Sorry if this is confusing: I am just trying to access the tables linked to the userEmail with ReferenceProperty. The linked tables are Venue and Comment. How do I access an item in Venue or in Comment? Thanks.
venues is actually a query object. So you'll need to fetch or iterate over it.
Try replacing the self.response.out.write(result.venues) line with a loop:
query = User.all()
users = query.fetch(10)
self.response.out.write("<html><body><ol>")
for user in users:
self.response.out.write("<li>")
self.response.out.write(user.userEmail)
self.response.out.write("<ul>")
# Iterate over the venues
for venue in user.venues:
self.response.out.write("<li>%s</li>" % venue.venue)

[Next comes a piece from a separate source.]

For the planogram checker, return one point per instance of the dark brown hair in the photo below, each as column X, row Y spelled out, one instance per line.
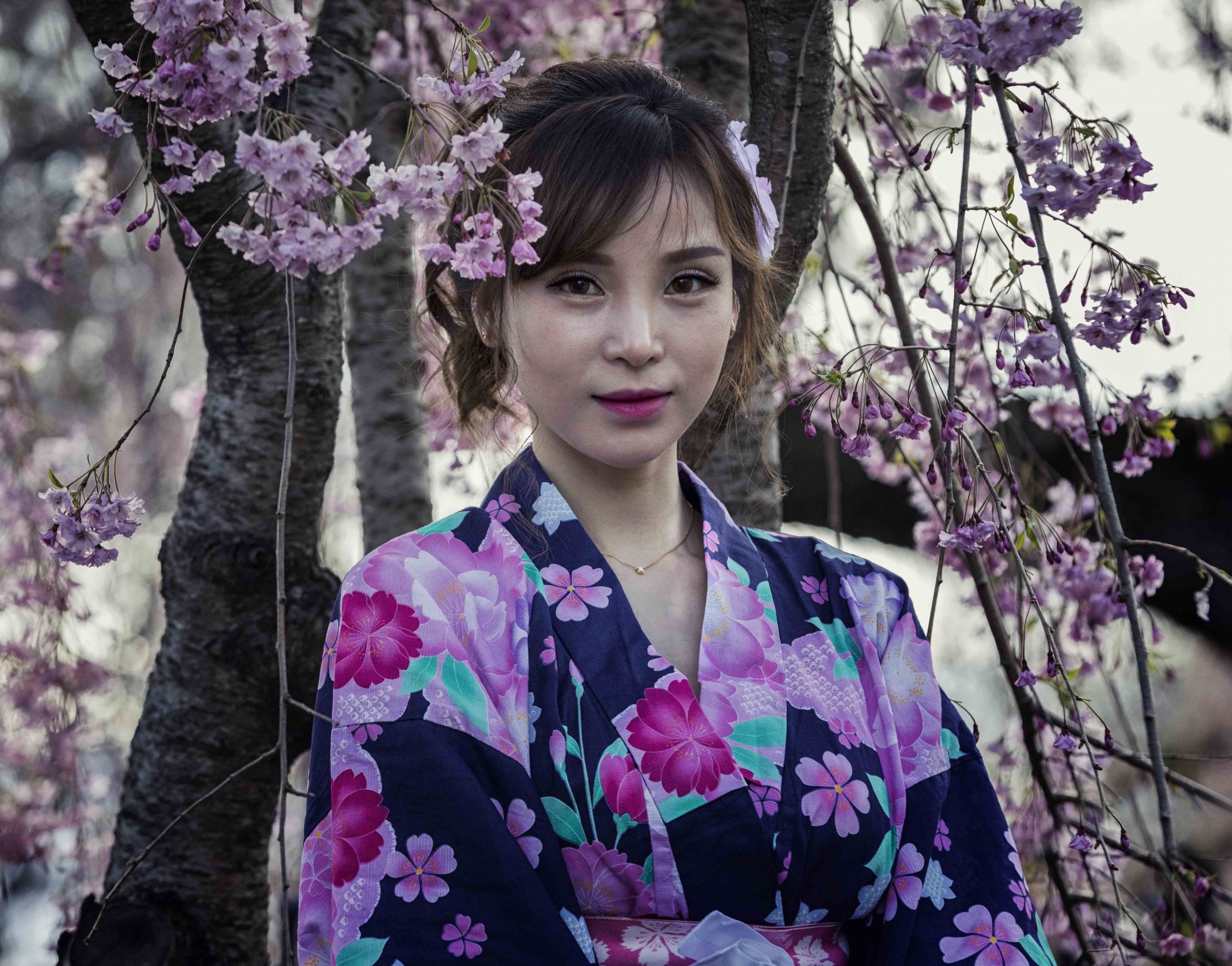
column 598, row 131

self.response.out.write("</ul></li>")
self.response.out.write("</ol></body></html>")
However, this will not scale very well. If there are 10 users, it will run 11 queries! Make sure you are using Appstats to look for performance issues like these. Try to minimize the number of RPC calls you make.
A better solution might be to denormalize and store the user's email on the Venue kind. That way you will only need one query to print the venue information and users email.